Call the dealership that did the work previously. They may at least check at no charge.

This is also a common coolant temp sensor issue though and if it is, they'll charge you since it's not the same problem in this scenario


----------



## evilfix (Jan 13, 2017)

Gzuz4132 said:


> Call the dealership that did the work previously. They may at least check at no charge.
> 
> This is also a common coolant temp sensor issue though and if it is, they'll charge you since it's not the same problem in this scenario


Thanks for the info, I will do that.

When I got home from work today there was a bit of white smoke and in the attached image i circled where a hose had a constant drip. For a few minutes during the drive there was even white smoke being blown into the car out of the air vents. That only lasted for a few minutes though.


----------



## Johnny B (Jun 4, 2019)

Having that coolant leak is probably the issue. If the coolant isn't being pressurized as it warms up, it will never get above about 212F. And the computer is probably looking for the coolant temperature to reach about 220F (just a SWAG) at some point, and when it doesn't it throws the P0128 code. The thermostat is most likely working fine.

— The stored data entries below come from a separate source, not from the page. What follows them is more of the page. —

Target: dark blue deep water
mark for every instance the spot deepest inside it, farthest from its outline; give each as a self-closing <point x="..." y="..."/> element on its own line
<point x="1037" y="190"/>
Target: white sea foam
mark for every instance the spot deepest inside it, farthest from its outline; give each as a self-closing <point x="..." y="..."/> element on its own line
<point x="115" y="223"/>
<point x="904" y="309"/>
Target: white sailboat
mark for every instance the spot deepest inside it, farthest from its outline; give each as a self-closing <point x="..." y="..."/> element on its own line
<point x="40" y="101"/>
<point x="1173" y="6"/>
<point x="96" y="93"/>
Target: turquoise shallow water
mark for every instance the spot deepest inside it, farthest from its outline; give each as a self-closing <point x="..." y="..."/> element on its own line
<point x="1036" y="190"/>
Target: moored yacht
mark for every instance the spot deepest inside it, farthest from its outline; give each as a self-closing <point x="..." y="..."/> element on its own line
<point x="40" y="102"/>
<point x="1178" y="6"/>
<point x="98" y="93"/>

Having a long term leaking coolant system on your car is a great way to kill it, keep the overflow tank filled and fix the leak ASAP.

Also, your valve cover is leaking like a sieve, not replacing it WILL cause engine issues.


----------



## CRUISE-CRUZE (Nov 8, 2010)

If you wan to try, do "my fix"  and you'll never have issues with the thermostat. I did or help others to do this swap for around 30 cars. The issue seems to be that the thermostat I used as replacement is hard to find:

1.4 ECO - Thermostat Swap - 221°F to 176°F! | Chevrolet Cruze Forums (cruzetalk.com)


----------



## evilfix (Jan 13, 2017)

Johnny B said:


> Having that coolant leak is probably the issue. If the coolant isn't being pressurized as it warms up, it will never get above about 212F. And the computer is probably looking for the coolant temperature to reach about 220F (just a SWAG) at some point, and when it doesn't it throws the P0128 code. The thermostat is most likely working fine.
> 
> Having a long term leaking coolant system on your car is a great way to kill it, keep the overflow tank filled and fix the leak ASAP.
> 
> Also, your valve cover is leaking like a sieve, not replacing it WILL cause engine issues.


Great info. Thanks!


----------